Recently, I am diving into some deep learning for genomics. My go-to deep-learning framework Keras has a nice feature fit_generator that fetches mini-batches of data from a indefinite python generator and train the neural network incrementally using each mini-batch. The python generator should yield a batch of feature and label from every next(generator) call. An example is as follow:

class data_generator():
    '''
    suppose the input data file is two columns:
    where first columns is feature, second column is label   
    '''

    def __init__(self, tsv_file, batch_size = 500):
        self.X = []
        self.y = []
        self.batch_size = batch_size
        self.data_file = tsv_file
        self.sample_generator = open(self.data_file)
        
    def __next__(self):
        # reinitiate samples
        self.X = []
        self.y = []
        
        # populate this batch with features and labels
        data_gen()
        
        # return for keras model fit_generater
        return np.array(self.X), np.array(self.y)
    
    def data_gen(self):
        sample_count = 0
        while self.batch_size > sample_count:  # break loop when batch is filled
            try:
                line = next(self.sample_generator)
                feature, label = line.split('\t') ## extract feature and labels from the two columns
                self.X.append(feature)
                self.y.append(label)
                sample_count += 1
            except StopIteration: # if it loops to the end (finished one epoch), re-open the file and loop again
                self.sample_generator = open(self.data_file)  ## open the file again
                line = next(self.sample_generator)
                feature, label = line.split('\t')  ## extract feature and labels from the two columns
                self.X.append(feature)
                self.y.append(label)
                sample_count += 1

However, one drawback of this generator is that batches are created sequentially from the data file, such that training samples are not shuffled. To introduce randomness into mini-batches, we can add a line of if random.random() > 0.5: before putting sample into the batch:

def data_gen(self):
    sample_count = 0
    while self.batch_size > sample_count:  # break loop when batch is filled
        try:
            line = next(self.sample_generator)
            if random.random() > 0.5:  ### added randomness ###
                feature, label = line.split('\t') ## extract feature and labels from the two columns
                self.X.append(feature)
                self.y.append(label)
                sample_count += 1
        except StopIteration: # if it loops to the end, re-open the file and loop again
            self.sample_generator = open(self.data_file)  ## open the file again
            line = next(self.sample_generator)
            if random.random() > 0.5: ### added randomness ###
                feature, label = line.split('\t')  ## extract feature and labels from the two columns
                self.X.append(feature)
                self.y.append(label)
                sample_count += 1

The builtin random module in python is nice enough to generator a number between 0 and 1, but it can be a bit slow. So in this post, I will show an implementation of random float number between 0 and 1 using cython and see how much speed up we can get.

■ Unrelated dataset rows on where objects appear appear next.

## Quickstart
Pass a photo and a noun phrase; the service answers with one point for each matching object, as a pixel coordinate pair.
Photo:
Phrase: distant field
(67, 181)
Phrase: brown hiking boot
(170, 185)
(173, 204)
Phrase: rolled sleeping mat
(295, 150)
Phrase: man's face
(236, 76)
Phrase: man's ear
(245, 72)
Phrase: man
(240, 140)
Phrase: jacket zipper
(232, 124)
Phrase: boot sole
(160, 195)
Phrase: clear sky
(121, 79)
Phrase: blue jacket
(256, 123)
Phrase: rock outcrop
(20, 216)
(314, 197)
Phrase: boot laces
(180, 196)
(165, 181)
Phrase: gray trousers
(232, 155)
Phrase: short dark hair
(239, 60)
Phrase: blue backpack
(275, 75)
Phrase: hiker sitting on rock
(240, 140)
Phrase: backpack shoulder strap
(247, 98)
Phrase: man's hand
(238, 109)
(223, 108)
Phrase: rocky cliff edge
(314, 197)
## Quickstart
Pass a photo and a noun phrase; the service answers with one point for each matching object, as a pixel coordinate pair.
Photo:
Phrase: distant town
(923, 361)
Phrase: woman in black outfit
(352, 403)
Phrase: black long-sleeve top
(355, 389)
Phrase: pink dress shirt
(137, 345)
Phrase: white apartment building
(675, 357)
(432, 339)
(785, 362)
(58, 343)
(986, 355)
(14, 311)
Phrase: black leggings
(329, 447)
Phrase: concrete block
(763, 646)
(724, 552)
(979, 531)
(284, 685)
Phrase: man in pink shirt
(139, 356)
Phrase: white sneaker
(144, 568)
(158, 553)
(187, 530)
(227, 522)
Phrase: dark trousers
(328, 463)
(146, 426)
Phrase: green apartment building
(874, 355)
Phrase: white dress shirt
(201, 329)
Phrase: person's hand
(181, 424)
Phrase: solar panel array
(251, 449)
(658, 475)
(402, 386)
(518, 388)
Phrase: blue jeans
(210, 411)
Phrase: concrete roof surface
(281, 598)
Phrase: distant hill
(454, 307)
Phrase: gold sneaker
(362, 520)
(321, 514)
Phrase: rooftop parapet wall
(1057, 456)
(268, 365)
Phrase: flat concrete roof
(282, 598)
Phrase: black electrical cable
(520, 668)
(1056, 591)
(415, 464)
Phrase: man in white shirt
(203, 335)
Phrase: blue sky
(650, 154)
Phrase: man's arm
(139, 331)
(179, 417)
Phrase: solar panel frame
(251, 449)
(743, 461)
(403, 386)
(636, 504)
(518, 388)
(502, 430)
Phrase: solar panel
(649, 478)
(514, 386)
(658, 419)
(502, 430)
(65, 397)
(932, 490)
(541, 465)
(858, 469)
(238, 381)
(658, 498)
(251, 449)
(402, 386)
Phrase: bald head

Below is the cython random function:

%%cython

from libc.stdlib cimport rand, RAND_MAX

cpdef double cy_random():
    return rand()/RAND_MAX

Let's check if the results are similar by looking at the distibution of 10000 random numbers:

import random
import matplotlib.pyplot as plt
import seaborn as sns

ax = plt.subplot(111)
sns.distplot([random.random() for i in range(10000)], ax = ax, label='builtin')
sns.distplot([cy_random() for i in range(10000)], ax = ax, label = 'Cython')
ax.legend(fontsize=15, bbox_to_anchor = (1,0.5))
ax.set_xlabel('Random number', fontsize = 15)
ax.set_ylabel('Density', fontsize=15)
sns.despine()

That looks similar enough, both of them are more or less uniform over [0,1]. Now, lets see how much time it takes for each of them to run:

%timeit random.random()

108 ns ± 7.83 ns per loop (mean ± std. dev. of 7 runs, 10000000 loops each)

%timeit cy_random()

54.2 ns ± 2.73 ns per loop (mean ± std. dev. of 7 runs, 10000000 loops each)

The cython version yielded a 2X speed-up.